Sambi s’attaque à la corruption

Le président Ahmed Abdallah Sambi, élu le 14 mai dernier. «<em>J'ai hérité d'une situation économique et financière très critique</em>» a-t-il annoncé le 6 juillet dernier, lors de la célébration du 31ème anniversaire de l’indépendance. 

		(Photo : AFP)
Le président Ahmed Abdallah Sambi, élu le 14 mai dernier. «J'ai hérité d'une situation économique et financière très critique» a-t-il annoncé le 6 juillet dernier, lors de la célébration du 31ème anniversaire de l’indépendance.
(Photo : AFP)
Les nouvelles autorités de l’Union viennent de lancer leur première campagne anti-corruption. Des barons de l’ancien régime, dont l’ex-ministre des relations extérieures, Abdou Soefo, sont mis en examen. Sambi veut tenir sa promesse d’une justice «indépendante, transparente et équitable ».
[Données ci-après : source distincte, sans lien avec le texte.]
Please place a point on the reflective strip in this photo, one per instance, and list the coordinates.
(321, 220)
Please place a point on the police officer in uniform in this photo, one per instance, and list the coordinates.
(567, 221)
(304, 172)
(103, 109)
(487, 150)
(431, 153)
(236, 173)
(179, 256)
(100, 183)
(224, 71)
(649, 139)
Ayant trouvé « les caisses du trésor public vide » à son arrivée au pouvoir, le président Ahmed Abdallah Sambi est plus que jamais convaincu de la nécessité de moraliser les mœurs politiques et de lutter contre la corruption. Une promesse faite à ses électeurs, qui aura l’avantage d’éclairer l’opinion nationale sur la mauvaise gouvernance passée. « J'ai hérité d'une situation économique et financière très critique » a-t-il annoncé le 6 juillet dernier, lors de la célébration du 31ème anniversaire de l’indépendance. Une situation qui l’oblige à dresser le bilan des années Azali sans tarder. Dès le lendemain de son investiture, il a mis en place des commissions de contrôles des administrations publiques et des sociétés d’Etat, pour faire le point sur la gestion financière relative aux exercices budgétaires allant de l’année 2004 aux cinq premiers mois de l’année 2006, et ce, en attendant l’arrivée d’une expertise étrangère en matière d’audits. Ces commissions ont révélé au grand jour un certain nombre d’affaires de détournement de biens publics.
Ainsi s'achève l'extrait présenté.